Reacción a "Nature publishes results of the Human Cell Atlas"

Thanks to important international collaborations, our understanding of the cellular mechanisms in healthy individuals and the pathophysiology of different diseases is being transformed. In this case, recent work brings significant advances towards the construction of the most detailed map of cell types in the human body known to date. Among the findings is the creation of an atlas of cell populations of the digestive tract, integrating data from 25 single-cell RNA-sequencing studies to map the gastrointestinal tract - an organ essential for nutrition but also notable for its role in the immune system. This atlas has combined information from healthy individuals and those with certain pathologies such as inflammatory bowel disease (ulcerative colitis and Crohn's disease) or coeliac disease, which has made it possible to identify specific cellular changes in them, highlighting the role of epithelial metaplasia associated with intestinal inflammation.

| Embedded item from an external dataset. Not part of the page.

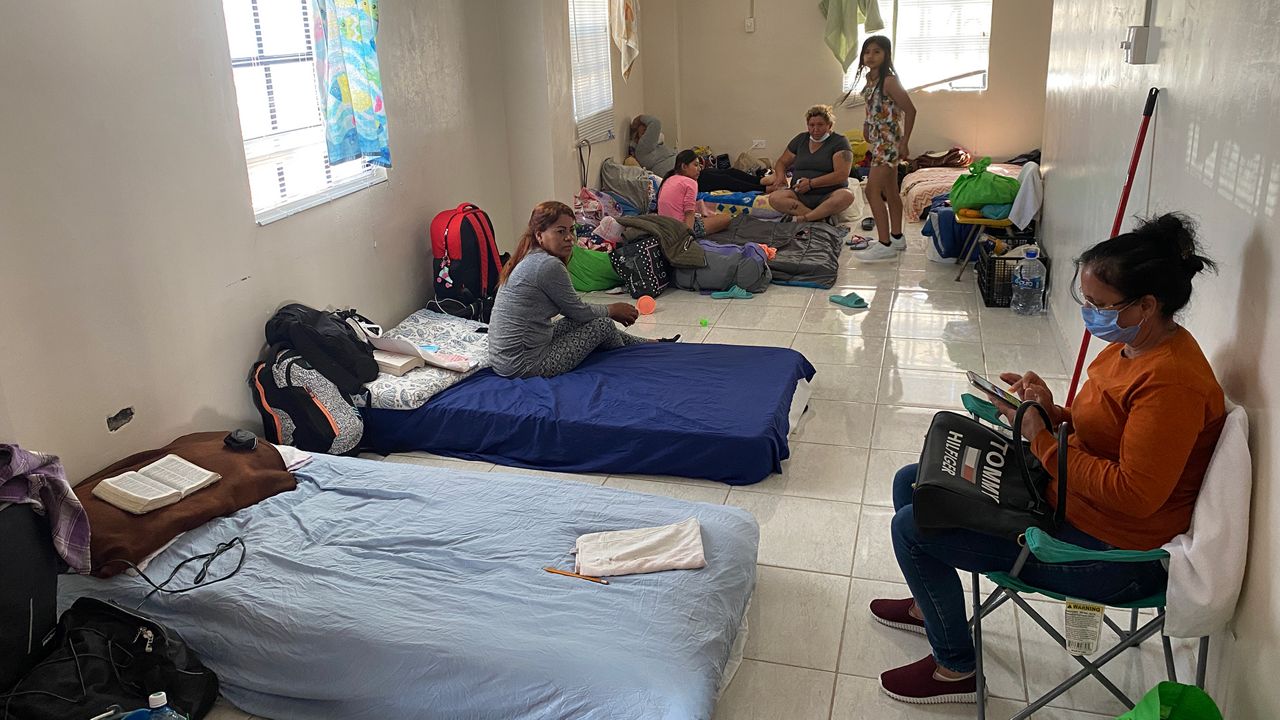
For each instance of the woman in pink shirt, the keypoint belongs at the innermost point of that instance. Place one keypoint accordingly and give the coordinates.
(677, 197)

These advances are highly relevant findings for several reasons. On the one hand, because of the prevalence of these diseases, since in Spain coeliac disease affects one in 71 people in children and one in 357 in adults, while inflammatory bowel disease (IBD) is present in 0,7% of the Spanish population. In addition to this, especially for the latter, the incidence is progressively increasing and is expected to affect more than 450.000 people.

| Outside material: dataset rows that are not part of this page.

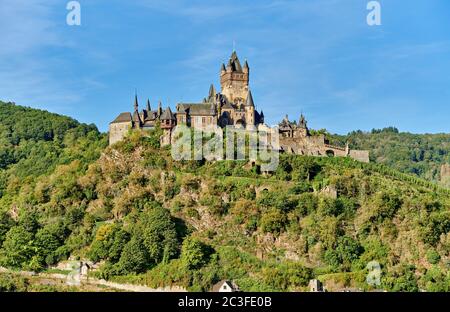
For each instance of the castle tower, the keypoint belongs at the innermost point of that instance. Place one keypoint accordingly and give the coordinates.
(249, 110)
(234, 80)
(137, 122)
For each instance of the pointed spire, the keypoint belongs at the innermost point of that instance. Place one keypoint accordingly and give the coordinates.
(249, 101)
(234, 63)
(136, 104)
(159, 108)
(212, 92)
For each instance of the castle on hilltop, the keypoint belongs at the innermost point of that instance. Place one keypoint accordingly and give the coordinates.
(232, 106)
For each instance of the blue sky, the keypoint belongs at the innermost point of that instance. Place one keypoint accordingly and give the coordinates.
(315, 56)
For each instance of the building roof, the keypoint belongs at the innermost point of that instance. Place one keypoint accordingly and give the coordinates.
(234, 63)
(167, 115)
(123, 117)
(197, 109)
(249, 101)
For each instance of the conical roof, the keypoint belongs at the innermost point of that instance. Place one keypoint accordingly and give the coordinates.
(249, 101)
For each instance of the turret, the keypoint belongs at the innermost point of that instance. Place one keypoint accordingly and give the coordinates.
(136, 117)
(249, 109)
(234, 79)
(159, 112)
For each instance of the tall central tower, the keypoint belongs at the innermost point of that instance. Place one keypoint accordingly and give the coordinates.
(234, 80)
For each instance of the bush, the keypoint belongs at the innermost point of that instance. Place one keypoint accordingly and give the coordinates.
(273, 221)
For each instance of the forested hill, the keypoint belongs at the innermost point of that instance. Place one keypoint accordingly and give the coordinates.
(33, 142)
(419, 154)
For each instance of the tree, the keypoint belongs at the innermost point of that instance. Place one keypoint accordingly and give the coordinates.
(159, 234)
(194, 253)
(17, 248)
(6, 222)
(273, 221)
(134, 257)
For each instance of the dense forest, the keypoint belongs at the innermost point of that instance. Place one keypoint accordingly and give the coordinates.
(147, 219)
(418, 154)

Despite their increasing frequency, the great heterogeneity of these conditions’ manifestations in each person makes them extremely complex both for their diagnosis and for the individualisation of any treatment. Therefore, the application of high-resolution techniques at the cellular level, and within international efforts such as these, are the basis for further progress in our knowledge in the coming years.

For the first time, cellular changes (metaplasia) that originate in the stem cells of the intestinal crypts and cause the cells to transform in a similar way to those found at the pyloric level or in Brunner's glands have been linked. Moreover, thanks to the possibility of analysing their function at the tissue level, their role as recruiters of T lymphocytes and neutrophils, essential for triggering the inflammatory process and causing the intestinal damage characteristic of this disease (IBD), has been further explored.

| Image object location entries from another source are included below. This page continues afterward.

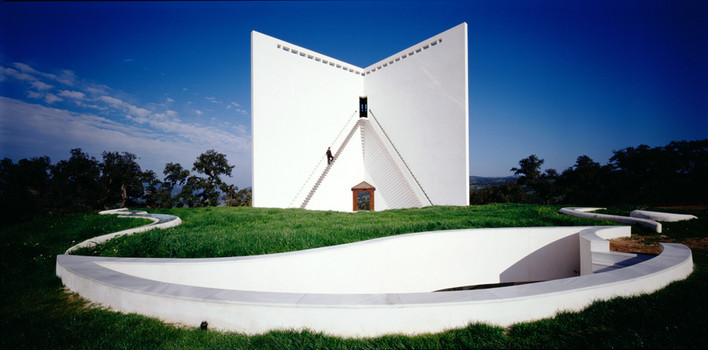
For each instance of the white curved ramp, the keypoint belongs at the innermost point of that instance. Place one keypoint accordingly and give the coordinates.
(382, 286)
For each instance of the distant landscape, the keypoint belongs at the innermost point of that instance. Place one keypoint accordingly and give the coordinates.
(480, 182)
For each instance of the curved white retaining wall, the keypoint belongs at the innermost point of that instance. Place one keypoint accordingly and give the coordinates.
(587, 213)
(381, 286)
(659, 216)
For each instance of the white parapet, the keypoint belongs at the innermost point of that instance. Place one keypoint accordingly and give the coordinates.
(660, 216)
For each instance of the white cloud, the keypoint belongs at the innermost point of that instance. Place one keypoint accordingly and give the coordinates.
(51, 98)
(72, 94)
(25, 68)
(36, 133)
(38, 85)
(151, 131)
(13, 73)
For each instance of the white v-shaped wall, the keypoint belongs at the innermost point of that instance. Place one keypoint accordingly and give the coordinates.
(412, 146)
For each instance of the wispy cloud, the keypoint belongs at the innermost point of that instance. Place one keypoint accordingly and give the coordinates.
(40, 85)
(107, 121)
(72, 94)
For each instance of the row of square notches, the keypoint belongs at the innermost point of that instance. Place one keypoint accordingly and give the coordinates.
(404, 56)
(351, 70)
(318, 59)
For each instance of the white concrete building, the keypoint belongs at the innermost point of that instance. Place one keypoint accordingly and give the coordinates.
(399, 126)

Thus, the cellular and spatial resolution of these analyses create a unique framework that allows significant progress in understanding the mechanisms behind these pathologies, as well as in the search for markers associated with the [different] manifestations and natural histories that we observe among patients, thus opening up a great opportunity to search for new treatment targets and to apply measures that are as individualised as possible to each person. These findings underline the importance of addressing inflammation at the cellular level and establish a basis for applying these insights to other inflammatory tissues and diseases, marking a milestone in the search for innovative treatments.